Surfmer versus Polymer Effect toward Solubilization and Stabilization of Membrane Proteins

We have synthesized four acrylamide-based monomers whose polar headgroup consists of one or two glucose or one maltose moieties and whose alkyl chain is made of a n-decyl or a n-octyl hydrophobic chain. These surface-active monomers, called surfmers, were polymerized by free-radical telomerization in the presence of a thiol-based transfer agent, leading to four new nonionic polymers that belong to the class of amphipols. A very good reproducibility and control of the polymerization was noted, leading to average polymerization degrees in perfect agreement with the initial ratio R (0) and to quite a narrow polydispersity index after purification.

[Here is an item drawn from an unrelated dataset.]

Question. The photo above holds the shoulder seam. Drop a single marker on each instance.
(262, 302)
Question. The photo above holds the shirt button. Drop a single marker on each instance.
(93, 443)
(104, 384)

Surface tension (SFT) measurements indicate that the four surfmers self-assemble at concentrations ranging from similar to 0.5 to 4 mM. Dynamic light scattering (DLS) experiments suggest the formation of rather small homogeneous aggregates of 5 nm diameter for the monomers, while the size of the aggregates ranges from 5 to 16 nm diameter for the polymers. The ghrelin receptor GHSR, a typical rhodopsin-like G protein-coupled receptor (GPCR), was used as a challenging model because of its conformational instability in vitro. The surfmers solubilized the receptor from membrane fractions more efficiently than their polymeric counterparts. In contrast, the polymers were significantly more efficient at stabilizing the functional fold of the isolated protein in solution. This demonstrates the opposite effect of surfmers and their polymer counterparts toward the solubilization and stabilization of a fragile membrane protein.